A presidenta da Associação Juízes para a Democracia (AJD), Valdete Severo, avalia que as instituições brasileiras estão alinhadas ao governo do presidente Jair Bolsonaro, ignorando ações criminosas de membros do Executivo e tentando punir quem o critica.
Para Valdete, a falta de ação prática das instituições após a encenação e fala nazista do ex-secretário Especial da Cultura, Roberto Alvim, é uma demonstração desse imobilismo. E uma contradição comparada com a ação movida contra o juiz do trabalho Jerônimo Azambuja Franco Neto, da 18ª Vara do Trabalho do TRT da 2.ª Região, que chamou o governo brasileiro de ‘merdocracia neoliberal neofascista’ em um despacho de decisão judicial.

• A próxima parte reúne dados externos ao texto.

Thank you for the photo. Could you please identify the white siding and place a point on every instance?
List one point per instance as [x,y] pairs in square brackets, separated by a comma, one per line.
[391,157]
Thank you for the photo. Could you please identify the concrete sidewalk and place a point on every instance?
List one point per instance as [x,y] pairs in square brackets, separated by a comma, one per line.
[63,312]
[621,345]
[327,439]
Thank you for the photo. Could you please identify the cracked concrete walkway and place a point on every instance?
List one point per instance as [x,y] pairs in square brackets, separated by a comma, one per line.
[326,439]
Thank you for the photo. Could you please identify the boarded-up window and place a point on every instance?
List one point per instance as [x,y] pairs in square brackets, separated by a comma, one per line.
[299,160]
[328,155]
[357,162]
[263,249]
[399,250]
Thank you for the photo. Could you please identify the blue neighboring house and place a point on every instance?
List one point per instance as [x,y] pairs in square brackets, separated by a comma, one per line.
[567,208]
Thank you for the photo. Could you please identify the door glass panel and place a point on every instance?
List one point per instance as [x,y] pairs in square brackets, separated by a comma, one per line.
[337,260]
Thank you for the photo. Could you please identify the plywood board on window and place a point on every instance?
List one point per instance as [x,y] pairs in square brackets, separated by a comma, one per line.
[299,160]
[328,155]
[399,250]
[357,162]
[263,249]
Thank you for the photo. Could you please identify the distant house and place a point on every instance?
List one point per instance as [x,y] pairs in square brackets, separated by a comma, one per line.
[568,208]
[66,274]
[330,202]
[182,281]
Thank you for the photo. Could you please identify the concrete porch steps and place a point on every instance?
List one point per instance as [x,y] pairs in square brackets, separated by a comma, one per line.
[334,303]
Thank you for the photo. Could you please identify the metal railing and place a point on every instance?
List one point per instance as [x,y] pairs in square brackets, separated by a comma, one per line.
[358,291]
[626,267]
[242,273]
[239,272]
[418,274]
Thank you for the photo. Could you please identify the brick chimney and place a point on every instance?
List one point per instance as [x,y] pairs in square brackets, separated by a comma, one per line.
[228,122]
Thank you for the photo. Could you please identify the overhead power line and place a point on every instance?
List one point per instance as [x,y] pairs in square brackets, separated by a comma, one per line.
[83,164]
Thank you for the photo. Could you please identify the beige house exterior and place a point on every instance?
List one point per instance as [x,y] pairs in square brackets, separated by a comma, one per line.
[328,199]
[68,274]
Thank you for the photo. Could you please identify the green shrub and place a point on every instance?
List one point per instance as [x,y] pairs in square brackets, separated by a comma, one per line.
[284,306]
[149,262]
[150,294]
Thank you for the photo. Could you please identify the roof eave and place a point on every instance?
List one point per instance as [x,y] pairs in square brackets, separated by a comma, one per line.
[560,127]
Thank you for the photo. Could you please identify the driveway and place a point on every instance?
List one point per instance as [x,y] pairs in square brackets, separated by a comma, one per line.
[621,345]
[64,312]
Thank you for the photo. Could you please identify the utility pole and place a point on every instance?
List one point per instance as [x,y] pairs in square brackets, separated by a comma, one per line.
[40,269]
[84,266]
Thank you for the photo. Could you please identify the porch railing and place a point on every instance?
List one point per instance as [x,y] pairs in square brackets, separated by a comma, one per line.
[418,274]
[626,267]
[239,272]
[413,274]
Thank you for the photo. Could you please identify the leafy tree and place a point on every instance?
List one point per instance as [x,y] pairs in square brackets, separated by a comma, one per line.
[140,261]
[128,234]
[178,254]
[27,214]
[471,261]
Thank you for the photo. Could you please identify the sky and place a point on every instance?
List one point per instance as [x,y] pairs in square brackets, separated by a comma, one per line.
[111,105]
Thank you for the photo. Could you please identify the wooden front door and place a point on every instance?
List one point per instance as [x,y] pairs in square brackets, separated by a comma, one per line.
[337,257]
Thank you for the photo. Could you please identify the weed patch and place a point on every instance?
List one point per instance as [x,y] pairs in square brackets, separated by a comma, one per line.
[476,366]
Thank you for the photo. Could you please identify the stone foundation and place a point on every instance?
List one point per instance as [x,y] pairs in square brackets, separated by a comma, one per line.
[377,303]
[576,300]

Enquanto Alvim foi exonerado do cargo, mas nenhuma ação judicial foi proposta contra ele pela Procuradoria-Geral da República (PGR) por sua fala nazista, o Conselho Nacional de Justiça (CNJ) e a Advocacia Geral da União (AGU) anunciaram ações contra Franco Neto – reação que beira a censura. O ministro Emmanuel Pereira, corregedor nacional de Justiça em exercício, pediu abertura de investigação para apurar se o juiz do trabalho feriu o Código de Ética da Magistratura.
“Estamos vivendo um momento de muita violência, inclusive, institucional. Que está adoecendo as pessoas. É evidente que não se espera que em uma sentença se faça uma análise do quadro político do país. Mas a questão é: o que leva um juiz a fazer esse verdadeiro desabafo? E por que causou tanto espanto? A gente tem um presidente que está toda hora dizendo palavrões em público. E isso não causa espanto para nenhuma das instituições que poderiam reprimir esse tipo de manifestação por alguém que fala em nome do país. Por que a instituições logo se levantam para dizer vamos punir esse juiz? Porque temos ali o desvelamento de uma realidade que o país está vivendo”, afirmou Valdete em entrevista aos jornalistas Glauco Faria e Nahama Nunes, na Rádio Brasil Atual.
A AJD defende que Alvim seja responsabilizado civil, administrativa e criminalmente por sua encenação e fala nazista. “O que a gente espera é que ele responda por ter feito uma incitação ao nazismo. Um regime que praticou crimes contra a humanidade, institucionalizou a eliminação sistemática de pessoas. É muito grave que num país como o nosso, que se diz democrático, que tem uma Constituição como a de 1988, e que condena como crime a prática de tortura e a incitação a práticas criminosas, tenha um secretário de Cultura que tenha feito um vídeo como aquele, claramente, homenageando o Goebbles, que foi um nazista”, afirmou Valdete.
Ela lembrou ainda que não se trata de uma questão isolada no governo Bolsonaro, já que no mesmo dia da fala de Alvim, o presidente o havia homenageado, dizendo que “pela primeira vez nós tínhamos um verdadeiro secretário da Cultura, uma pessoa que atende as demandas de uma sociedade conservadora e cristã como a brasileira”.
“Ele foi afastado do cargo, mas isso é muito pouco. Não é suficiente para dar conta da gravidade daquilo que de alguma forma ele inaugura. Estamos diante de um governo que é autoritário, que flerta com as ideias de regimes como o nazismo há muito tempo. Mas não tínhamos tido ainda algo tão claro. O mais próximo disso tinha sido as declarações do filho do presidente (Eduardo Bolsonaro), e do ministro (da Economia, Paulo) Guedes, sobre o retorno do Ato Institucional número 5 (AI-5)”, ressaltou.